I’ve griped before about the apparent lack of interest for writing RFPs that would address the challenges unique to additive manufacturing of ceramics. But, maybe I’m looking at this wrong. Strategically, maybe it makes sense to work out problems in systems that are easier to work with and then apply those lessons learned to ceramics and their more complex compositions. Besides, all metals want to be ceramics, and given the right conditions, will oxidize!
Here are the awards as described in the press release.
“In-Process Quality Assurance (IPQA) for Laser Powder Bed Production of Aerospace Components”
– General Electric Aviation
Led by General Electric Aviation, in partnership with Aerojet Rocketdyne; B6 Sigma, Inc.; Burke E. Porter Machinery Company; Honeywell Aerospace; Montana Tech of The University of Montana; and TechSolve, Inc., this project will address the need for the development of a commercially available, platform-independent Quality Assurance technology for high-volume AM production of aerospace components, which is currently lacking within the industry. The proposed effort will be achieved through the maturation of an IPQA technology solution that leverages a development approach, incorporating multiple AM machines and multiple super alloys.
“Developing Topology Optimization Tools that Enable Efficient Design of AM Cellular Structures”
– University of Pittsburgh
Led by the University of Pittsburgh, in partnership with Acutec Precision Machining Inc.; Alcoa Inc.; ANSYS, Inc.; and ExOne, this project will develop robust software for design and optimization of AM structural designs based on cellular structures. The key innovation in this technology is the utilization of micromechanics models for capturing the effective behavior of cellular structures in finite element analysis (FEA). The results from this project will enable the AM community to optimize advanced cellular structures for the design and manufacture of lightweight and strong AM parts, impacting multiple commercial sectors.
“AM of Biomedical Devices from Bioresorbable Metallic Alloys for Medical Applications”
– McGowan Institute for Regenerative Medicine at the University of Pittsburgh
Led by the McGowan Institute for Regenerative Medicine at the University of Pittsburgh, in partnership with ExOne and Magnesium Elektron Powders, this project will develop AM methods to convert magnesium and iron-based alloys into biomedical devices, such as bone plates, tracheal stents, and scaffolds. Biocompatibility, bioresorption, and mechanical testing will be performed on the fabricated test specimens produced by a binder jet printing shape-making approach.

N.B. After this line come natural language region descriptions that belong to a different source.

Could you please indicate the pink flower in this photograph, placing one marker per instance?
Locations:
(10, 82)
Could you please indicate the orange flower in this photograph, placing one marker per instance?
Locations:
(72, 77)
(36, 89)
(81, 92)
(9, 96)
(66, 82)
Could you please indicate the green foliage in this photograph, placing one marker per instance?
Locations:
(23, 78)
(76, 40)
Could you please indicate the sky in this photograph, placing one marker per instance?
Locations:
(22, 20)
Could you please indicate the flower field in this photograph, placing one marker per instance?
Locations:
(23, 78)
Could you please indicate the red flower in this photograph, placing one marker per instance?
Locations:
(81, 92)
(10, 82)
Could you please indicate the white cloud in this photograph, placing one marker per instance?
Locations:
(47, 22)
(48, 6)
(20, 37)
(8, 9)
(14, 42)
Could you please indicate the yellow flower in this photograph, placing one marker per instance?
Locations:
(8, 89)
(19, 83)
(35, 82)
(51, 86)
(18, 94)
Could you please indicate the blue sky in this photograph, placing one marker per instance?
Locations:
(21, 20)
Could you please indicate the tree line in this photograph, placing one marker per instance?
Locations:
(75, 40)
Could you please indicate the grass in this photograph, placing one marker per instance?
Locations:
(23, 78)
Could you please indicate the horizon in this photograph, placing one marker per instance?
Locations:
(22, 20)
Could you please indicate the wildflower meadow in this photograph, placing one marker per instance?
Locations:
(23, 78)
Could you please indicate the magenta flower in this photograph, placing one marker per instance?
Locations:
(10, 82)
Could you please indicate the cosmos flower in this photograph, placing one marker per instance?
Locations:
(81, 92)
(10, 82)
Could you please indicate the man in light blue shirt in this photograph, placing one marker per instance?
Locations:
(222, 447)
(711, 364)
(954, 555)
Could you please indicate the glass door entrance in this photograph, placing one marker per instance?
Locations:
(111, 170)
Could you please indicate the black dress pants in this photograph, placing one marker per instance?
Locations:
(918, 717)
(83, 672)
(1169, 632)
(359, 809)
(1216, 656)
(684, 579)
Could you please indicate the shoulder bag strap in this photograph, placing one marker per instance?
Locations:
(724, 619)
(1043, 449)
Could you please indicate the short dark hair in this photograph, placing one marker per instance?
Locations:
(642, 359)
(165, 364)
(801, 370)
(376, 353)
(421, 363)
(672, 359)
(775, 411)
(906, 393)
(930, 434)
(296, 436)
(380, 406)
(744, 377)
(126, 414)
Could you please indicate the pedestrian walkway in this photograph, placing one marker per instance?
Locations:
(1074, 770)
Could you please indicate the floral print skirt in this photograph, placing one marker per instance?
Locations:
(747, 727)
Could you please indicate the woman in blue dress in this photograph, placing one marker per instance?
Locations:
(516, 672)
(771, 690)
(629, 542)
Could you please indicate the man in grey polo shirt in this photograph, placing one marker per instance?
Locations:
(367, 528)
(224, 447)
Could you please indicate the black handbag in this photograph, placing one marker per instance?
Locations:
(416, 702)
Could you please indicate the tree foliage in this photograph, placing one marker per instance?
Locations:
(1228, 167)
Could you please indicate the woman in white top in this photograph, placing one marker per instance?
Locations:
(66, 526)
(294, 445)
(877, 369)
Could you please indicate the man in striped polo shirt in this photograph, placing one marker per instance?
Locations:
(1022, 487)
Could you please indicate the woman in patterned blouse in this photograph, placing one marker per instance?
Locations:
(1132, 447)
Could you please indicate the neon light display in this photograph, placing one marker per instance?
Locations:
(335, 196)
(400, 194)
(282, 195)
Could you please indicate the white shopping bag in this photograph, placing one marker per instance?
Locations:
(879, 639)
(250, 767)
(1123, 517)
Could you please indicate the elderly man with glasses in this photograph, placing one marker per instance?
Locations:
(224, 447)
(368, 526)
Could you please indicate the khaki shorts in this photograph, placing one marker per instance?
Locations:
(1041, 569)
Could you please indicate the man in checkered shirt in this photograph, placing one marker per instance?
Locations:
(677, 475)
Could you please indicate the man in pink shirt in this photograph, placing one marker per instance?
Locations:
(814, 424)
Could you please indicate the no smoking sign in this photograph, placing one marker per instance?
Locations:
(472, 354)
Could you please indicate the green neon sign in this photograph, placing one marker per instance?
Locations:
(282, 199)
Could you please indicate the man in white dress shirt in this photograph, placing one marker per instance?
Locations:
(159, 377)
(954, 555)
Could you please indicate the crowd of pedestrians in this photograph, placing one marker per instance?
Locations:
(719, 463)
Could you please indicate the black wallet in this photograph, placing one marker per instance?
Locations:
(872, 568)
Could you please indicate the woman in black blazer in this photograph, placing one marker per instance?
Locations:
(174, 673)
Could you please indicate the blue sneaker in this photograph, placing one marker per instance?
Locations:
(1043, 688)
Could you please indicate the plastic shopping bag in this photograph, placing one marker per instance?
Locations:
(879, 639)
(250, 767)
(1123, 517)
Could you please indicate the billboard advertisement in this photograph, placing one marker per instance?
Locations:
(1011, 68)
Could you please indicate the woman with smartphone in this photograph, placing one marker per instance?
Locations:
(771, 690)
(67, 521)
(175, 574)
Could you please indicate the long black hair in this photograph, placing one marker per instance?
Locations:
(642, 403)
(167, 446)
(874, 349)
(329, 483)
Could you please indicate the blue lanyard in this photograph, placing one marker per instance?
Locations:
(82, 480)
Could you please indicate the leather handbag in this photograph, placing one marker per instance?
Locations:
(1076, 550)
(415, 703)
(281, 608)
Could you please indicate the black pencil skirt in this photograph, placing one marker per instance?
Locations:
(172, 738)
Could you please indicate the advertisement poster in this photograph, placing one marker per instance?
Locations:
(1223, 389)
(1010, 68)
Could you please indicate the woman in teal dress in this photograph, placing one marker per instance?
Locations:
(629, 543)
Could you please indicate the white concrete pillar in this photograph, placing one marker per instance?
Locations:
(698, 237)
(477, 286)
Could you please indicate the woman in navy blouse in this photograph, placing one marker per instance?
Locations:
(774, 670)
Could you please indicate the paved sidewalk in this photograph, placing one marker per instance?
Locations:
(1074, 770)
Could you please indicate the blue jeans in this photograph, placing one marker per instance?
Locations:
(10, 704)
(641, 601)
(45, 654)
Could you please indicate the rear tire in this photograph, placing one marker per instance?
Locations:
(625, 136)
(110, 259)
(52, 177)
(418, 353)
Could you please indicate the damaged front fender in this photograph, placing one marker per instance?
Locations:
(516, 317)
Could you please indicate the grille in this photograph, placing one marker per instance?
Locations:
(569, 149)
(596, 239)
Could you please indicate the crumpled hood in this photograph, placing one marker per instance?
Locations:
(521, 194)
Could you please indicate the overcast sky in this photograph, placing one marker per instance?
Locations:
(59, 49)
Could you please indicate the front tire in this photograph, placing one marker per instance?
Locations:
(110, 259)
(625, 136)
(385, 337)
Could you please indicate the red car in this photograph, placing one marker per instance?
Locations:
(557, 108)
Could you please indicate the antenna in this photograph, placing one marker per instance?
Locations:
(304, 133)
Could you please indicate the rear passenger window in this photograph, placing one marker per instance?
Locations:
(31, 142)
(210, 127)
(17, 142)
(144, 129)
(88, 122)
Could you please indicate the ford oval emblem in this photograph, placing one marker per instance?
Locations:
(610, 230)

“Refining Microstructure of AM Materials to Improve Non-Destructive Inspection (NDI)”
Led by EWI, in partnership with Lockheed Martin and Sciaky, Inc., this project will address the need to improve the ability to ultrasonic inspect titanium alloy components for high-performance aerospace applications, which feature a complex microstructure created during the electron beam directed energy deposition and subsequent heat treatment processes, through the modification of deposition process parameters and advancement of ultrasonic inspection techniques.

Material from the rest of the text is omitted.